Character in Greek mythology

In Greek mythology, Leucippus (Λεύκιππος) is a minor figure mentioned in the works of Parthenius of Nicaea who attributes the tale to the Hellenistic poet Hermesianax of Colophon. He is the son of Xanthius, a descendant of Bellerophon, by an unnamed mother.

== Mythology ==
Leucippus excelled in strength and valour, and was thus well known among the Lycians and their neighbours as well, who were constantly plundered and mistreated by him. He incurred the wrath of the goddess Aphrodite after an unspecified offence, and so the goddess made him fall in love with his own sister (who is not named). At first he tried to hold out and deny his passion, but in the end he confessed to his mother, and implored her to help him out or he would kill himself. His mother in pity obliged to her son's request and arranged for the sister to lie in bed with her brother.

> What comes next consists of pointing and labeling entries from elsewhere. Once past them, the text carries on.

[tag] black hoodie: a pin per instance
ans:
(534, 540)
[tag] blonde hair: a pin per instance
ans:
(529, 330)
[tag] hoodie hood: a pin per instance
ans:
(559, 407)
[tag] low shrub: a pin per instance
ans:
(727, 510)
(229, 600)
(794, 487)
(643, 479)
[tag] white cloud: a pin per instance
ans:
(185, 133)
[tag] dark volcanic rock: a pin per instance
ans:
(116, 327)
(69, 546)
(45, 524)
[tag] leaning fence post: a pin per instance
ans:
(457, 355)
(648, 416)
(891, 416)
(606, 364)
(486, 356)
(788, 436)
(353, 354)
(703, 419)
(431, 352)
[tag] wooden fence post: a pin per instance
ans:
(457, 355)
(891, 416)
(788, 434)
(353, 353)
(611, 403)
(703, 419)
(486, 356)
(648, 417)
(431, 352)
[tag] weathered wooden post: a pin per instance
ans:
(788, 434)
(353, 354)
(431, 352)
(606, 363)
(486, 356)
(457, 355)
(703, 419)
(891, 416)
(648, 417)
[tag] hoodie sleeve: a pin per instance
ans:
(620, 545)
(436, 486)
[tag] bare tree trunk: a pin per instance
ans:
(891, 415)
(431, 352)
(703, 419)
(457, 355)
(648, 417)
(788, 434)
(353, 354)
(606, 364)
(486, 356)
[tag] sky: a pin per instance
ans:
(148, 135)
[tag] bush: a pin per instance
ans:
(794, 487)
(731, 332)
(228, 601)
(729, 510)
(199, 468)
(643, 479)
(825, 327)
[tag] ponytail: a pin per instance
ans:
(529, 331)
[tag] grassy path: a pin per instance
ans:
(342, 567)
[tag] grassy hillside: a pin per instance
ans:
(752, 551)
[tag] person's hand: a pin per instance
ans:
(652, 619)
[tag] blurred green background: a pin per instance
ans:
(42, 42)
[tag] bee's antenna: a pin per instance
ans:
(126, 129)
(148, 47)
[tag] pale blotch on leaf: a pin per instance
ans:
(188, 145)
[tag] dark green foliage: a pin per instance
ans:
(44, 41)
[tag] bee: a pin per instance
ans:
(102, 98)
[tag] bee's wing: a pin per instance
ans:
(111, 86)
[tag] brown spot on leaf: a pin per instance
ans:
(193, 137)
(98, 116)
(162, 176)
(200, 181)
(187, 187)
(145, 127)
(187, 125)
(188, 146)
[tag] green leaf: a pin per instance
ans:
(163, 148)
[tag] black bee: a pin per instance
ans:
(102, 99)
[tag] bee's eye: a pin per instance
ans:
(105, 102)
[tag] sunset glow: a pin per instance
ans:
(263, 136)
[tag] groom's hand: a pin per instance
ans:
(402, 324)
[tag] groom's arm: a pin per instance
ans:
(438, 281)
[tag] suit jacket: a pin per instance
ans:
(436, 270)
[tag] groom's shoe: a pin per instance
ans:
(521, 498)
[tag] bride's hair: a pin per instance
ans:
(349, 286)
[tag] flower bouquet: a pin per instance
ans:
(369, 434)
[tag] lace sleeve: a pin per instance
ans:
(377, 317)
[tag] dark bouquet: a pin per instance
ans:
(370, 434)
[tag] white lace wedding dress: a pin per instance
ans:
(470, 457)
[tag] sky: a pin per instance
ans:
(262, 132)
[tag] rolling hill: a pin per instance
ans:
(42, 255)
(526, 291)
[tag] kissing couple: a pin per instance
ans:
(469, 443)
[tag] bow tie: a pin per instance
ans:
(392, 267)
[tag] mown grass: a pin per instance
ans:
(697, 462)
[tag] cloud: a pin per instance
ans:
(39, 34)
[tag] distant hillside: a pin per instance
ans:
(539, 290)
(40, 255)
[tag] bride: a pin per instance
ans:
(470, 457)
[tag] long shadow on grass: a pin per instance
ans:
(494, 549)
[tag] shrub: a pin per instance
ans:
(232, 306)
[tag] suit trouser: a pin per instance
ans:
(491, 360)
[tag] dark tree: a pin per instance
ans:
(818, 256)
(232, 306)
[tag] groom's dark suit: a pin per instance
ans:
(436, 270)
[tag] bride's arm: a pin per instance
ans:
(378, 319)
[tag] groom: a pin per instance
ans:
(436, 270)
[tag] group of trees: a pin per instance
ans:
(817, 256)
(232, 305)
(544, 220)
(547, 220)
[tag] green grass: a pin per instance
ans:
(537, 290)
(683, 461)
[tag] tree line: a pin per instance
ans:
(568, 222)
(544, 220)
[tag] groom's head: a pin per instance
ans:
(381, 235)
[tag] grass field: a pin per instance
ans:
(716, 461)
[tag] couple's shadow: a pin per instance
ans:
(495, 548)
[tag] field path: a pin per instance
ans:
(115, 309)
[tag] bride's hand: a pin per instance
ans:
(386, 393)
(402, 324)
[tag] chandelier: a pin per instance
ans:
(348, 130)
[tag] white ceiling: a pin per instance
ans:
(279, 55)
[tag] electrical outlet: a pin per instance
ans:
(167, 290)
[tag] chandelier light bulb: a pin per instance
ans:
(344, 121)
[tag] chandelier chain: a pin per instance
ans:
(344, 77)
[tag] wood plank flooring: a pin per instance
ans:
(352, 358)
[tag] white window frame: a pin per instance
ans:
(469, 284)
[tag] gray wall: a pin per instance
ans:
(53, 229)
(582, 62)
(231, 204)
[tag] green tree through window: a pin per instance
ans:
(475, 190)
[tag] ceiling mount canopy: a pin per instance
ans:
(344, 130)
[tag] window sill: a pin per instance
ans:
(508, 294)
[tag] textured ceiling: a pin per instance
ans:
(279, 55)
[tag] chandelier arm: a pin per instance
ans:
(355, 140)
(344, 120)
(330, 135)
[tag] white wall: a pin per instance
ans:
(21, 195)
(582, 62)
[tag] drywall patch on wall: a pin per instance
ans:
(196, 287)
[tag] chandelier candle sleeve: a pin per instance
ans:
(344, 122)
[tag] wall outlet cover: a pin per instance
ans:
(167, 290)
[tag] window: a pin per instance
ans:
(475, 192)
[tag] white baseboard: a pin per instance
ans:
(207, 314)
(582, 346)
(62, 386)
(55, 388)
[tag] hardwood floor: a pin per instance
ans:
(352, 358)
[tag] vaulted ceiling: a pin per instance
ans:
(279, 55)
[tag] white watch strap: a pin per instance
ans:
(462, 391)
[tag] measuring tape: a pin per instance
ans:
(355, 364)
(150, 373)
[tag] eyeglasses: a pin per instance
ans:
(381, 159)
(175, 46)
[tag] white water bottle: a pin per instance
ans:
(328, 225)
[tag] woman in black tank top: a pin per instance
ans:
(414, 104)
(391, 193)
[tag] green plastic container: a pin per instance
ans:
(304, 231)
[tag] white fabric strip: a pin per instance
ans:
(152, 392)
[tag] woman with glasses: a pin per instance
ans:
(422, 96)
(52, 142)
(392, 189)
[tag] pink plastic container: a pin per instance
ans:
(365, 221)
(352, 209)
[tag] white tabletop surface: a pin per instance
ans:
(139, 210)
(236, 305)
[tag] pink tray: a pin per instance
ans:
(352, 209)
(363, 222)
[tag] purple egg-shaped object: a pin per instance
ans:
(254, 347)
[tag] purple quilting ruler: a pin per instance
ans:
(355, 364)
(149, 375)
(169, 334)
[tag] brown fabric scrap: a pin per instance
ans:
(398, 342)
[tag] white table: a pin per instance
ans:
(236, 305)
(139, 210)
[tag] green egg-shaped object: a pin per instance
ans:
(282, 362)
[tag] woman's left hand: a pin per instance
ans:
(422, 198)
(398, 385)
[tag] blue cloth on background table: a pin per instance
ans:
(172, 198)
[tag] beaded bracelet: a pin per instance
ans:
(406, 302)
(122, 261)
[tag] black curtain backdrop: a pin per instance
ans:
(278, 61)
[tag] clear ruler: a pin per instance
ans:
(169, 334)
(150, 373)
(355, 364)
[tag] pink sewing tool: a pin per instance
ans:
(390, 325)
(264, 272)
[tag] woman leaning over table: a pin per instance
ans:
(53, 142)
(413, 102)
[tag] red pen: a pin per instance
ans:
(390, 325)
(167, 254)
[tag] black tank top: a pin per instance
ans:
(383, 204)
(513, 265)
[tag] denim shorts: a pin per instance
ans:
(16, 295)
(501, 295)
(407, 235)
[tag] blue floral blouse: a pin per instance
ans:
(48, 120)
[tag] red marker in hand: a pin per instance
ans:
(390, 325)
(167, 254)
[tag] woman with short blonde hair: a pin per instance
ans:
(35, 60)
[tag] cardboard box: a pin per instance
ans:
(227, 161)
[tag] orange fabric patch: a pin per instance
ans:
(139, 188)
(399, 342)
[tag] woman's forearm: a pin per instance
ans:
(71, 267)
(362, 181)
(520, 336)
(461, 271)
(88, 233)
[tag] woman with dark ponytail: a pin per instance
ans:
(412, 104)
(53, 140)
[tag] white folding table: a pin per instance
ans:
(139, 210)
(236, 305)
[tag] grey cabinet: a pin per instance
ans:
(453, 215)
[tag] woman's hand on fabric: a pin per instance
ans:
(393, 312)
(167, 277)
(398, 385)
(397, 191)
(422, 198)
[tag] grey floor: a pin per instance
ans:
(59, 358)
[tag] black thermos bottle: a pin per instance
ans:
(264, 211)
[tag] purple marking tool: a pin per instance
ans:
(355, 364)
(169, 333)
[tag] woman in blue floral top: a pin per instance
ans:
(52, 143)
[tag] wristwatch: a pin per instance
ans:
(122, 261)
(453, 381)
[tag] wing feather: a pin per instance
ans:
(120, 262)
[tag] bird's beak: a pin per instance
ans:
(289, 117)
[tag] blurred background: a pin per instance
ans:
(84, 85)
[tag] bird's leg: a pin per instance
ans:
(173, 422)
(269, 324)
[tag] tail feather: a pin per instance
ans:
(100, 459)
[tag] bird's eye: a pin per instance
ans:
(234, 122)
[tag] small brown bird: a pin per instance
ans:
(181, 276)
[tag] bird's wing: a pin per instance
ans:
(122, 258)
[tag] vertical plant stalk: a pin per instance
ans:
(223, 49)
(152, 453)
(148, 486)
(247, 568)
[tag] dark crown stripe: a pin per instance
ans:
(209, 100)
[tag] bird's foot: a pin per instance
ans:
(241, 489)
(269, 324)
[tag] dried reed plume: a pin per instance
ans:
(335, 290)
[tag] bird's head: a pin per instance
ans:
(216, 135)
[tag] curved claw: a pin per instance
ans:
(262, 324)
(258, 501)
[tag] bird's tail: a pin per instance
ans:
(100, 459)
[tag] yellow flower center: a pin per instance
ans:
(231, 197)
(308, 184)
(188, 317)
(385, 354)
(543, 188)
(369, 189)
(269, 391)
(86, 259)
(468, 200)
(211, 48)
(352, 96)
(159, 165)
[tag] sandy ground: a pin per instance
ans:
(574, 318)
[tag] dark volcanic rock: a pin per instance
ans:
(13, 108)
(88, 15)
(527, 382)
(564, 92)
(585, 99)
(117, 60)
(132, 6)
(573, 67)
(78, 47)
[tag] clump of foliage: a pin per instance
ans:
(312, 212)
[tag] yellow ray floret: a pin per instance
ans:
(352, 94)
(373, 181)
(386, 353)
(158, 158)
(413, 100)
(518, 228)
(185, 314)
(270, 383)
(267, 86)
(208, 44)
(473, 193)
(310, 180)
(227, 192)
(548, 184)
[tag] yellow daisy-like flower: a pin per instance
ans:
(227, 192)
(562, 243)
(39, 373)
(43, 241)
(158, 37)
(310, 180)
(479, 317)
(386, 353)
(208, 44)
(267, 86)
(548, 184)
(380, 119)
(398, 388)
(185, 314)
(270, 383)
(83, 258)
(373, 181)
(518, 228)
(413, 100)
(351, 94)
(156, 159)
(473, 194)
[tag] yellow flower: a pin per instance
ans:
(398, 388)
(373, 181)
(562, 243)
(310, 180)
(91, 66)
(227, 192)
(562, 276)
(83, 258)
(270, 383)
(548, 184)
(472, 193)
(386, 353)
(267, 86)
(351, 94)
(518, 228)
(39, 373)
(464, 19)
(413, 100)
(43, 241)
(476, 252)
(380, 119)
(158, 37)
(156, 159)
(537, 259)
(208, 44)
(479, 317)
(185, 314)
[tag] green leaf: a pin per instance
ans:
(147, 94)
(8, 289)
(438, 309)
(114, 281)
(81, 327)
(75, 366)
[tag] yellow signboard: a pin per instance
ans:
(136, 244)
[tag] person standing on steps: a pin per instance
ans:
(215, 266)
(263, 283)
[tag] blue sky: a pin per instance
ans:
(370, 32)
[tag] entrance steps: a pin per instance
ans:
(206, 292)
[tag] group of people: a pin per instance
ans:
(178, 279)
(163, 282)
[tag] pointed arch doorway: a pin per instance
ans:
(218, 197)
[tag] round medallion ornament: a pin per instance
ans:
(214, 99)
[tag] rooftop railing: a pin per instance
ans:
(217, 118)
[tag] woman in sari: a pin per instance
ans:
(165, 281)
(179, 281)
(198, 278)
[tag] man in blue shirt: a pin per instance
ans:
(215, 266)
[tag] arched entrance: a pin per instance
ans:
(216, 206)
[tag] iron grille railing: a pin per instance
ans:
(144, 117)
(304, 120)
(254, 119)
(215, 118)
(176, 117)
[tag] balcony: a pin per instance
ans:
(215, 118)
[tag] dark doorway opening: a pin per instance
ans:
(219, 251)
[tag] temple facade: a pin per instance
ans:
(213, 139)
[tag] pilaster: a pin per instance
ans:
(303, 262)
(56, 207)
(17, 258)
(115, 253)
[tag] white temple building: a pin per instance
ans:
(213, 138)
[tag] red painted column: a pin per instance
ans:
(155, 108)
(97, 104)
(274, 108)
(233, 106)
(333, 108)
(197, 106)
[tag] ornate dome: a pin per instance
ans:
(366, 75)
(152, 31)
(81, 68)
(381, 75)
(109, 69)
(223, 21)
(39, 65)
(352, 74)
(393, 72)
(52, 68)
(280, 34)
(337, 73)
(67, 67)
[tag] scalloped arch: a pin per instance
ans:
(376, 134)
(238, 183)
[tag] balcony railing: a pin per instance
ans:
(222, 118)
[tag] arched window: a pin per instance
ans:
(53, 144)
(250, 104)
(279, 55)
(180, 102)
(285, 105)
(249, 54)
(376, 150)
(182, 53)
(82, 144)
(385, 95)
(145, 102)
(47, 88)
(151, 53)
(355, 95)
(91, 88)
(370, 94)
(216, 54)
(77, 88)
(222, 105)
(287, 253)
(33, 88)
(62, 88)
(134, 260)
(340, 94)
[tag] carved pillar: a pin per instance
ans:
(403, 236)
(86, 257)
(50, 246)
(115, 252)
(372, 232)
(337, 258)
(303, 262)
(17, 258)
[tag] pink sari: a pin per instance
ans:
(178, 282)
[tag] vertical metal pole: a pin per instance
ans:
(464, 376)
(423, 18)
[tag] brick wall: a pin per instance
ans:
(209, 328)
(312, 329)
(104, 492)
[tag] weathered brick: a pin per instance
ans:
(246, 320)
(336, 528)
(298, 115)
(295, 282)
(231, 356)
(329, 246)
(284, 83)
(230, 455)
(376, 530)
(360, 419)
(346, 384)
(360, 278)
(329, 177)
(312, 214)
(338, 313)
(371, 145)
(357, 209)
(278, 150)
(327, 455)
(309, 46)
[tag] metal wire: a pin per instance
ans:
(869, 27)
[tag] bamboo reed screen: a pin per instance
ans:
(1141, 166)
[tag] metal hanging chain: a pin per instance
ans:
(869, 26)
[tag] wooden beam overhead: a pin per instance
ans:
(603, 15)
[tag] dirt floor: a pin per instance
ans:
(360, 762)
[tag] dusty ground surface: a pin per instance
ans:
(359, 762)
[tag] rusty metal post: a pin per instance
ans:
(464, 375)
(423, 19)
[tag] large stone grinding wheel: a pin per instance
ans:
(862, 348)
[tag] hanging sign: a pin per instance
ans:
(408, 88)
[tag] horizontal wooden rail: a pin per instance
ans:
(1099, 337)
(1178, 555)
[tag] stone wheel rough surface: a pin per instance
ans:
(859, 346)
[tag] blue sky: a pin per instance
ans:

Word of it spread out however, and reached the ears of the girl's betrothed, who confronted Xanthius about it without mentioning Leucippus by name. Xanthius was troubled greatly to learn that, until the betrothed's informer led him to the girl's bedchamber. The girl, frightened, tried to escape so she would not be caught together in bed with her brother, but due to the dark Xanthius mistook her for his daughter's unknown seducer and struck her with his dagger, killing her. She cried in pain as she died, and Leucippus then attacked Xanthius, not recognizing his father, killing him as well.

For the murder of his father Leucippus was exiled, and went to Thessaly and helped them invade Crete, then he went to Asia Minor where he colonized and founded Magnesia on the Maeander (modern Tekin in Turkey) near Ephesus. He did so after receiving an oracle that he would be leader for a colony sent out of Pherae by King Admetus, and when he besieged the city, a girl named Leucophryne fell in love with him and betrayed her own town for his sake.

== See also ==

- Pisidice of Methymna
- Myrrha
- Polyphonte
- Rhodopis and Euthynicus

== Bibliography ==
- Parthenius, Love Romances translated by Sir Stephen Gaselee (1882–1943), S. Loeb Classical Library Volume 69. Cambridge, MA. Harvard University Press. 1916. Online version at the Topos Text Project.
- Grimal, Pierre (1986). "A Concise Dictionary of Classical Mythology"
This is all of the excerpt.